2 GSoC Contributor Manual
Manu edited this page 2023-05-04 14:19:56 +01:00

This manual is to help accepted GSoC contributors to better plan their time and get started quickly.

Your Primary Mentor

  • You will have a primary mentor to discuss and plan high level tasks and for admin questions.
  • For code questions and reviews, anyone is allowed to give feedback, including all other mentors and contributors.

Main Task

Naturally your main task will be to work on the proposed features and improvements. To cover all projects, we may get in touch to slightly adjust those tasks and their priorities. This already happened.

Whenever you code something, you should make it public when you're done. E.g. as draft PR. This will help us keep track of progress and see if someone is stuck. Adding a short comment or screenshots after a day's work makes this more efficient.

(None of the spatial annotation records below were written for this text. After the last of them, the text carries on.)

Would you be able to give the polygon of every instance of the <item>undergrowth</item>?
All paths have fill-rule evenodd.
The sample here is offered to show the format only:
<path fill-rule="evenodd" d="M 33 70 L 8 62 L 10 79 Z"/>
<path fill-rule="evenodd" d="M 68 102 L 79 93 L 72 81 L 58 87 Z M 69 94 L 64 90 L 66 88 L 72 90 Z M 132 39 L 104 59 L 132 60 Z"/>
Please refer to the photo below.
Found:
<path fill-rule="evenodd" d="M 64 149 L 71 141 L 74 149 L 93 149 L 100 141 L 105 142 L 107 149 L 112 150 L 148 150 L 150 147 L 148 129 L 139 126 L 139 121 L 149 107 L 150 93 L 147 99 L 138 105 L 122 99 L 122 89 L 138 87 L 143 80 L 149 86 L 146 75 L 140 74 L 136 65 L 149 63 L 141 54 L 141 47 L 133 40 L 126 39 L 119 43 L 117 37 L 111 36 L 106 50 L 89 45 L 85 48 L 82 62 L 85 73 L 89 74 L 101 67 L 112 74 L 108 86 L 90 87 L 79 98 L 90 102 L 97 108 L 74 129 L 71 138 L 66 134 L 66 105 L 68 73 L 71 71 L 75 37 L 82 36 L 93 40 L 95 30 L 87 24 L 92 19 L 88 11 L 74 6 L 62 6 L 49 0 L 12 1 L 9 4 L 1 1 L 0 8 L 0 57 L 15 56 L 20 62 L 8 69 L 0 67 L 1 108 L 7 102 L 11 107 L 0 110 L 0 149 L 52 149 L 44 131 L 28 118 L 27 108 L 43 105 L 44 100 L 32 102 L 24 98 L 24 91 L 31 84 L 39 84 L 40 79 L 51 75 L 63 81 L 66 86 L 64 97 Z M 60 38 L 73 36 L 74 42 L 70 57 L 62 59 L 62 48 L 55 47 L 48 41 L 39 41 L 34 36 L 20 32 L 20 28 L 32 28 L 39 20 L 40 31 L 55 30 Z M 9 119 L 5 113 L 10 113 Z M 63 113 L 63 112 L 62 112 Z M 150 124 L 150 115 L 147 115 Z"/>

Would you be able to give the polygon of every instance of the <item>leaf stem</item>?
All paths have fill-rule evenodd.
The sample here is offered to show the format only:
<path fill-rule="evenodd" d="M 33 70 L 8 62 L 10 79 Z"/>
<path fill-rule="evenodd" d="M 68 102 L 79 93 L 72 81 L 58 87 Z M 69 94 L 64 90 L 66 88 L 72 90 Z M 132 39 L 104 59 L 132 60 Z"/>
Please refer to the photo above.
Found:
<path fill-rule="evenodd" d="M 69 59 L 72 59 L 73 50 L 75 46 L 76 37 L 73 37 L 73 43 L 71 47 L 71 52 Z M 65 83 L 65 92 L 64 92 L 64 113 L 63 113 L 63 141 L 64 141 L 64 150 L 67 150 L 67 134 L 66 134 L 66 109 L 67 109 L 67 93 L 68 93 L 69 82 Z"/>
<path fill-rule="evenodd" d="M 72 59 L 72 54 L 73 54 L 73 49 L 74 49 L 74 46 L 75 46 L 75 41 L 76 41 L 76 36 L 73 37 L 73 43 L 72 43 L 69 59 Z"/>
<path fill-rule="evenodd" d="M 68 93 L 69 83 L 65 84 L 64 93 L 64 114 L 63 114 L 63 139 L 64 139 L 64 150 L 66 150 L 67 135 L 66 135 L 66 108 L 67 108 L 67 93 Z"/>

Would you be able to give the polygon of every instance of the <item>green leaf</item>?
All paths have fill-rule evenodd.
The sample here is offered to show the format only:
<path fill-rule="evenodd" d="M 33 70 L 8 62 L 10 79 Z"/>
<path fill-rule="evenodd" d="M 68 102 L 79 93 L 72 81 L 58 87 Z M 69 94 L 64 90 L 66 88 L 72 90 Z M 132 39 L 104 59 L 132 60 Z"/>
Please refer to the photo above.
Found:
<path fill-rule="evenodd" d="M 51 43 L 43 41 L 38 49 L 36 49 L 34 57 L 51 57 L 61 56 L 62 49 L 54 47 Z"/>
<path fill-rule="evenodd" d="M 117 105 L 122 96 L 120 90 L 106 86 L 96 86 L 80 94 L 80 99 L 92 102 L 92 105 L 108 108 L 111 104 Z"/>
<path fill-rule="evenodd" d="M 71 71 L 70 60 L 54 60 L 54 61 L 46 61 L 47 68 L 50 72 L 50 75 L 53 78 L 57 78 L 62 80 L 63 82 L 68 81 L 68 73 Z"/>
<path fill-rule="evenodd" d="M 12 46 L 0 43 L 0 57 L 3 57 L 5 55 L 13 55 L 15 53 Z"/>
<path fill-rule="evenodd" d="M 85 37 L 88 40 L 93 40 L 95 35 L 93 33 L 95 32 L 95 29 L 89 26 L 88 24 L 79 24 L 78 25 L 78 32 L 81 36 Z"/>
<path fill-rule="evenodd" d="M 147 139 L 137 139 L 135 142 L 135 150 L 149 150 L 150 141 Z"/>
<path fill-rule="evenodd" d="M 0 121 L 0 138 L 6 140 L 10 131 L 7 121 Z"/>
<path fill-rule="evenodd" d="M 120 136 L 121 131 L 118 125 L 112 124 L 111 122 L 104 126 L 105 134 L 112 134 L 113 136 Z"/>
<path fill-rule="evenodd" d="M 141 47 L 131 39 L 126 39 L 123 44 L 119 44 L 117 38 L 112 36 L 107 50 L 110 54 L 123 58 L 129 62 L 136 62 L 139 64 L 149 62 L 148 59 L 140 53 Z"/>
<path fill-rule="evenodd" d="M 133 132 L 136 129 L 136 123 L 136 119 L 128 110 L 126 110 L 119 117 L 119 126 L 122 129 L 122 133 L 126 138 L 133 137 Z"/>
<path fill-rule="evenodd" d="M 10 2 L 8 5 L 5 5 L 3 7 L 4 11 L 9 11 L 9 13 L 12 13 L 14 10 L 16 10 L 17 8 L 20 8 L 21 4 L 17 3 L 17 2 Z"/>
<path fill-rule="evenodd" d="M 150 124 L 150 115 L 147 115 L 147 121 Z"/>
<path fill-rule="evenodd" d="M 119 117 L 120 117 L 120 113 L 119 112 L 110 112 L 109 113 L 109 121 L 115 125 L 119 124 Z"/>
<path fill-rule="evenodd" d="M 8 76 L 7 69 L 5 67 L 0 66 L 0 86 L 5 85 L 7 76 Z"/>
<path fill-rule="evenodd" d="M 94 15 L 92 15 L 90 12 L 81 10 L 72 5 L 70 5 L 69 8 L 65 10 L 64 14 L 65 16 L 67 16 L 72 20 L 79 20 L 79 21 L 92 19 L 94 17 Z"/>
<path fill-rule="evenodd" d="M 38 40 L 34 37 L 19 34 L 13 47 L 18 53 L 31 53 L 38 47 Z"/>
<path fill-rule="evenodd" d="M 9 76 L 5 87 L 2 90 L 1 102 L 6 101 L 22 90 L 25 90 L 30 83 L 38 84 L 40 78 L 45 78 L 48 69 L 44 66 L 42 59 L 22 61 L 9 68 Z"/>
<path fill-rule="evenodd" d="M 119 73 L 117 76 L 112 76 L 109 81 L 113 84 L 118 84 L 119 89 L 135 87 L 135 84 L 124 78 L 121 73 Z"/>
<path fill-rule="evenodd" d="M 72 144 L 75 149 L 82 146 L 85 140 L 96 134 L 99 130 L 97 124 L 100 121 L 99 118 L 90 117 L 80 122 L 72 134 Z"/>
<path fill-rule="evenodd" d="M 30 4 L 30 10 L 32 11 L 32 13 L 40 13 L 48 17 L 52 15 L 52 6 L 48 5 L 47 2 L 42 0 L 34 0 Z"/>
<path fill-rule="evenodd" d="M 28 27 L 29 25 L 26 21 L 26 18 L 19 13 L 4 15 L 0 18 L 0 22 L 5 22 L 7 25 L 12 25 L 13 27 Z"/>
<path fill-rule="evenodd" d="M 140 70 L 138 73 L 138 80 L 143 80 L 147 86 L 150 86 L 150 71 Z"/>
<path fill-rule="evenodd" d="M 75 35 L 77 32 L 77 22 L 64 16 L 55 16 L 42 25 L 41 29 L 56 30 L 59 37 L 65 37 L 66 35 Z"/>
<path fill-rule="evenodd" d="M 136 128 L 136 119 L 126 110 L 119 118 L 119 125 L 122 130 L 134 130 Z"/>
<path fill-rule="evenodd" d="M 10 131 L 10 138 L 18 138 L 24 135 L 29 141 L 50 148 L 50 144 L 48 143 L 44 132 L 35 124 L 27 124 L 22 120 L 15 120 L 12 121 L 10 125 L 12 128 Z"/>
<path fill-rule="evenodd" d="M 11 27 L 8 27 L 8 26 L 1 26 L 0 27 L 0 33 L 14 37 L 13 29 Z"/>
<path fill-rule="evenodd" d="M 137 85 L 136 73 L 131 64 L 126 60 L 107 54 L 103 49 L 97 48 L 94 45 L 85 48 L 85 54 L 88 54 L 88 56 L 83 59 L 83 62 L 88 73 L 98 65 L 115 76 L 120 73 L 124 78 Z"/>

We also want you to avoid getting stuck on a very open-ended task. So we will start with well-defined tasks, before getting to "creative" tasks. If you hit a blocking problem, try to solve it yourself. If you can't solve it within a few hours, tell your primary mentor or the owner of this code right away and ask for help.

Other Regular Tasks

And open source project is not just coding. We recommend to spend some time each day on the following:

  • Look at new pull requests. Can you add a comment or do a full review to improve it? Even just testing it locally and sharing your impression is helpful.
  • Look at new issues and discussions. Some may be questions or support requests that can be answered quickly. Others may be duplicates of existing issues and should be marked as such.
  • Look at old issues. Some may have good ideas, but have become stale. Can you revive them by adding new information?

Misc

  • AI-generated code: Using common AI tools to generate code is OK and encouraged, if it helps you write better code. As an open source contributor you can often get free access to Copilot for example. Just be aware that this generated code needs very close examination and you shouldn't spam PRs with large amounts of nonsensical code. I.e. you still need to understand and take responsibility for what's generated.